Through which channels can the tax authorities obtain information on the transfer of individual cryptocurrencies?

Currently, the tax authorities in mainland China may obtain information on the transfer of individual cryptocurrencies through centralized cryptocurrency exchanges and service providers, information obtained through the CRS (Common Reporting Standard) exchange, information provided by blockchain transaction tracking technology teams, information provided by public security departments, and other channels.

What tax items may be involved in the transfer of personal cryptocurrencies?

According to the current tax laws in our country, the income generated from the transfer of Bitcoin and other virtual currencies by individuals may be subject to the payment of personal income tax.

Currently, the existing regulations in our country define Bitcoin and other virtual currencies as specific virtual commodities, and personally held virtual currencies belong to individuals’ property. When there is income from the transfer, it falls under taxable income for personal income tax calculation based on property transfer income items.

According to the “Individual Income Tax Law of the People’s Republic of China” of our country, “Article 1, …, residents individuals shall pay individual income tax on income obtained from within and outside China according to the provisions of this law”, “Article 2, the following personal income shall be subject to individual income tax: …, (8) income from property transfer, etc.”, “Article 6 of the Implementation Regulations of the Individual Income Tax Law of the People’s Republic of China, the scope of various personal income specified in the Individual Income Tax Law: …, (8) income from property transfer refers to income obtained from the transfer of securities, equity, interests in partnership enterprises, immovable property, machinery and equipment, vehicles and ships, and other property by individuals.”

Prior to this, the State Administration of Taxation had made special replies on the collection of individual income tax in virtual currency transactions. According to the provisions of the State Taxation Letter [2008] No. 818: Individuals who acquire virtual currency from players through the Internet, and then sell it to others at a higher price to obtain income, are subject to individual income tax, which should be calculated and paid in accordance with the “income from property transfer” item.

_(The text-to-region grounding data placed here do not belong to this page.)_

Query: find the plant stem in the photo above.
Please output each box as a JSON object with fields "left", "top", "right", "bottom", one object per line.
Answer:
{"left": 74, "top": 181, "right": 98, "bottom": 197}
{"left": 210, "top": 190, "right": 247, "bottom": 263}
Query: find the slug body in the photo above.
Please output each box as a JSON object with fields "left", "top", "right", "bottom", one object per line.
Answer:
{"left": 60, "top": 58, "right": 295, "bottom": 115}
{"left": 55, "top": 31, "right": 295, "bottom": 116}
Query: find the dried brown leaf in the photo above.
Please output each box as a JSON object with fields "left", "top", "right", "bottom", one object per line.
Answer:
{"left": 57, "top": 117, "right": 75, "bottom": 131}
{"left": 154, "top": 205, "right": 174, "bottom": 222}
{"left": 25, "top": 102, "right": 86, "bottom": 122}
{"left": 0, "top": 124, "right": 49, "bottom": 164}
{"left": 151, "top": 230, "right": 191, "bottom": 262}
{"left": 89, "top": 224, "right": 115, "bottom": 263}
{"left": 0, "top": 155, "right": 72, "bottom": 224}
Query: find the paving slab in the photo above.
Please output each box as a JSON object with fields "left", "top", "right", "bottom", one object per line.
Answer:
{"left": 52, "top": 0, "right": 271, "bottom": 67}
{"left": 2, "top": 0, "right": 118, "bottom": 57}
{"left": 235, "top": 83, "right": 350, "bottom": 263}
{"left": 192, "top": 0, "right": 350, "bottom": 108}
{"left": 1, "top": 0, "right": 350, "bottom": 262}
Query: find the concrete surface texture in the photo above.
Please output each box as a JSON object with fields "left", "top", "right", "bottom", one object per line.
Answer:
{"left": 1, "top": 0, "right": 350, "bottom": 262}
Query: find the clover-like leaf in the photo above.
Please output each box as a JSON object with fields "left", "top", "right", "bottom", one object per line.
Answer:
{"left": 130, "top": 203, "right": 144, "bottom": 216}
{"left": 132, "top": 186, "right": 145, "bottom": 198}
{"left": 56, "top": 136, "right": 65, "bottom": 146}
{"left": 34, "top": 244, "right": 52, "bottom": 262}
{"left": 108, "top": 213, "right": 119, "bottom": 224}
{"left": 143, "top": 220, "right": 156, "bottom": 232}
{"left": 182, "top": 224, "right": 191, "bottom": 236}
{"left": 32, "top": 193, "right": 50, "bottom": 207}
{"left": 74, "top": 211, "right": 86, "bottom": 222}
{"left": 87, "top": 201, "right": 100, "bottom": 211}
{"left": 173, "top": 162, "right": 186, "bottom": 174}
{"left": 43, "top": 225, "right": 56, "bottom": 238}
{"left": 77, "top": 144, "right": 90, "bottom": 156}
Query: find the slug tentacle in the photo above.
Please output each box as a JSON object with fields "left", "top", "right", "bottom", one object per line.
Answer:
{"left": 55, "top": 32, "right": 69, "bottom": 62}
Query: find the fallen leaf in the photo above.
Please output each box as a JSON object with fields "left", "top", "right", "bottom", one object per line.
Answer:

Although this provision mainly targets virtual currencies such as game coins and Q coins, which are different from blockchain-based virtual currencies such as Bitcoin, according to existing laws in our country, both types of virtual currencies are considered virtual commodities. Therefore, this provision has certain reference value for the transfer of Bitcoin and other virtual currencies concerning individual income tax.

What happens if taxes are not paid when cryptocurrency transfer income occurs?

Taxes should be paid when income is obtained. If taxes are not declared and paid on time, when verified by the tax authorities, not only will the tax payable need to be paid, but also a late payment interest of 0.05% per day and relevant fines. If tax evasion occurs, it may also involve corresponding criminal liability. The cost of dealing with it afterwards is very high.

How should individuals consider tax matters when they have income from cryptocurrency transfer?

If individuals have income from cryptocurrency transfer, they can consider tax matters from the perspective of personal tax resident status, tax types, tax amount, and eligibility for tax benefits.

However, tax-related regulations are relatively complex, and tax matters themselves are more professional. In addition, the calculation of income from cryptocurrency transfer, such as Bitcoin, is more complex, resulting in more complex and uncertain tax matters related to cryptocurrency transfer. Therefore, if individuals are involved in income from cryptocurrency transfer such as Bitcoin, it is recommended to communicate in advance with tax professionals or institutions to understand whether there are any relevant tax matters involved, how to declare and pay taxes in practice, and make advance plans. This will avoid unnecessary tax risks or tax costs caused by failure to timely declare taxes or the formation of tax obligations in multiple locations.